Currently the index of arrays is maxed at Int32::MAX
, i.e. (2**31 - 1) => 2147483647
Are there plans to increase that to at least Int64::MAX
?
I seriously need to create|address larger arrays.
Currently the index of arrays is maxed at Int32::MAX
, i.e. (2**31 - 1) => 2147483647
Are there plans to increase that to at least Int64::MAX
?
I seriously need to create|address larger arrays.
I think any addition of larger array would be it’s own array type, optimized to not create the kind of massive contiguous allocations required by an array larger than u32_max. What’s the usecase you’re running into here @jzakiya?
I want to genrate as many prime numbers as possilbe.
The program below will generate primes until you run out of memory.
def sozp240(val, residues)
res = residues
md, rscnt = res.last-1, res.size
kmax = (val - 2) // md + 1
prms = Array(UInt64).new(kmax, 0)
modk, r, k = 0, -1, 0
loop do
if (r += 1) == rscnt; r = 0; modk += md; k += 1 end
next if prms[k] & (1u64 << r) != 0
prm_r = res[r]
prime = modk + prm_r
break if prime > Math.isqrt(val)
res.each do |ri|
kn,rn = (prm_r * ri - 2).divmod md
bit_r = 1u64 << res.index(rn+2).not_nil!
kpm = k * (prime + ri) + kn
while kpm < kmax; prms[kpm] |= bit_r; kpm += prime end
end end
prms
end
The program encodes the primes within the primes candidates array prms
.
I extract the primes individually from prms
to use in another routine that uses them.
Currently I’m array size limited to only doing 19 Billion primes (~45 minutes with single core).
Max array index is: (2**31 - 1) = 2,147,483,647
elements.
The 19th Bil prime is 491_701_819_267.
491_701_819_267 // 240 = 2,048,757,581
residue groups of 64-bits.
Thats 2_048_757_581 * 8 = 16,390,060,648 bytes
(16.39 GB) of memory.
I have 40GB on my laptop, so I can|want to do a lot more.
40th Billion prime is 1,066,173,339,601
That would take an array of: 1,066,173,339,601 // 240 = 4,442,388,915 resgroups (index values)
That’s 35,539,111,320 bytes (35.5GB) of memory.
I can easily do this, and find max possible with my memory.
That’s why I need to be able to create|address larger indexed arrays.
The same issue exists on String, it size limit to Int32::MAX
In bioinformatics, there are many software programs that can only run on computers with 64GB or 128GB of memory.

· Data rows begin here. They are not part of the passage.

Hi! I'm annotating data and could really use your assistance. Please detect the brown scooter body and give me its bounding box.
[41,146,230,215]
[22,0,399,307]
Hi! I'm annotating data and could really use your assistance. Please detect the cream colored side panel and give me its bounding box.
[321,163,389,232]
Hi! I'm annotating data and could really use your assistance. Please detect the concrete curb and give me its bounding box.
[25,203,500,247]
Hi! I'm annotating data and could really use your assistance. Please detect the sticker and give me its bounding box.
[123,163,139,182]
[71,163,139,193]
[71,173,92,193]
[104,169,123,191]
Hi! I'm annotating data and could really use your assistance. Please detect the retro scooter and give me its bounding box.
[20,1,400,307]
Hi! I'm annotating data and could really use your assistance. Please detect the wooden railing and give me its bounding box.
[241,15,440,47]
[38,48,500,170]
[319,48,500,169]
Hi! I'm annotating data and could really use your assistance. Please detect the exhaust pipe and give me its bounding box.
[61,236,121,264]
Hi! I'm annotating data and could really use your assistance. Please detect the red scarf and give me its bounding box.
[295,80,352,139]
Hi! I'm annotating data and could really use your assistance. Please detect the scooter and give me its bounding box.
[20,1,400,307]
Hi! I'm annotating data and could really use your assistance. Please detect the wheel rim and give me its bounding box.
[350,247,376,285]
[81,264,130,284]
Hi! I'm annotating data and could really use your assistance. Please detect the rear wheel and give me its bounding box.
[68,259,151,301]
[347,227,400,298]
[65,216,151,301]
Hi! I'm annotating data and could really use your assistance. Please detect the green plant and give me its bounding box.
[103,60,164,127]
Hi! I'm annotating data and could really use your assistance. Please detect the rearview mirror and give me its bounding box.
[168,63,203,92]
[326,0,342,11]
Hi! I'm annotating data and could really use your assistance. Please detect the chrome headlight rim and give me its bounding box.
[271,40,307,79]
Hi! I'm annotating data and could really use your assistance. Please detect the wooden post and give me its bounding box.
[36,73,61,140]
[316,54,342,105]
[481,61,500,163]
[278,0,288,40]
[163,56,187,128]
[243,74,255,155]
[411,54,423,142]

For example, programs such as STAR and Kraken, and several others. Most of these programs load large dictionary-like data into memory.
That’s why my home computer also has 64GB or 128GB of memory. Because I want to try such software at home. I buy memory and build my own PCs to keep costs down, but memory is easily corrupted. For example, if the result of md5sum
changes every time I check it, I can run MemTest86+ to find out that the memory is corrupted. Is it because I always buy cheap memory?
Of course, I don’t have the skills to write such complex software myself, but after reading jzakiya’s comment, I realized that arrays in Int32::MAX
are not as large as I thought. I agree that Crystal’s array and string sizes need to be expanded, and of course I know that Crystal is an OSS project and contributions are important.
as this languages string benchmark , Crystal only slower than Rust, and ranking second on 500M
and 1G
text test, however, it failed for larger text files test.
If Crystal support big string, will have a more impressive result.
As language competitors, Rust can support large strings until 29.2 GB, even, Go can support large strings until 17.1 GB.
That benchmark was proven flawed in this forum post so I don’t think it’s worth considering for performance.
I second RX14’s suggestion of a separate type, largely because the chances of people/business working with such large arrays is so uncommon that it could probably be implemented as a shard, compared to the String
limit which is surprisingly more common.
IIRC someone on the core team said Int32
was used for indexing to reduce the memory footprint of these data structures. That makes sense considering how ubiquitous they are. Increasing indexable size of an Array
from 32->64 bits would increase the baseline footprint of every array in every program from 16->24 bytes (8B pointer + 4B capacity + 4B size → 8B pointer + 8B capacity + 8B size). General-purpose data structures should be optimized for the general case, and N is small in the vast majority of use cases.
There’s nothing stopping anybody from making a BigArray
or BigString
class, though. If you just need an array type for common operations like enumeration, indexing, and mutation-by-index, you can use this shard. The implementation is quite simple and most of the behavior lives in Indexable
and Indexable::Mutable
mixins.
When you think about how SQL databases are often split between OLTP and OLAP use cases (OLAP DBs scale horizontally for a single query but have a large up-front query cost whereas OLTP databases have a trivial up-front cost but are very limited in how they can parallelize a single query), it makes sense to also optimize data structures for how much data they’re expected to hold and how they’re intended to be used.
But it’s also possible that Array
might perform better on 64-bit systems with 64-bit indexes considering some arithmetic operations are faster on 64-bit values and a lot of operations are performed on the index. Hard to predict, though, because it would involve larger allocations. Benchmarks would need to be run.
This seems to be a very simple thing to do that is being rationalized into being hard.
Almost every desktop, laptop, phone, RPI, tablet, etc, use 64-bit systems|hardware, thus their native internal registers and memory are laid out to be optimized for operations at their full bit size.
In fact, the 32-bit indexing limit is archaically out of date for hardware optimization, and application necessities.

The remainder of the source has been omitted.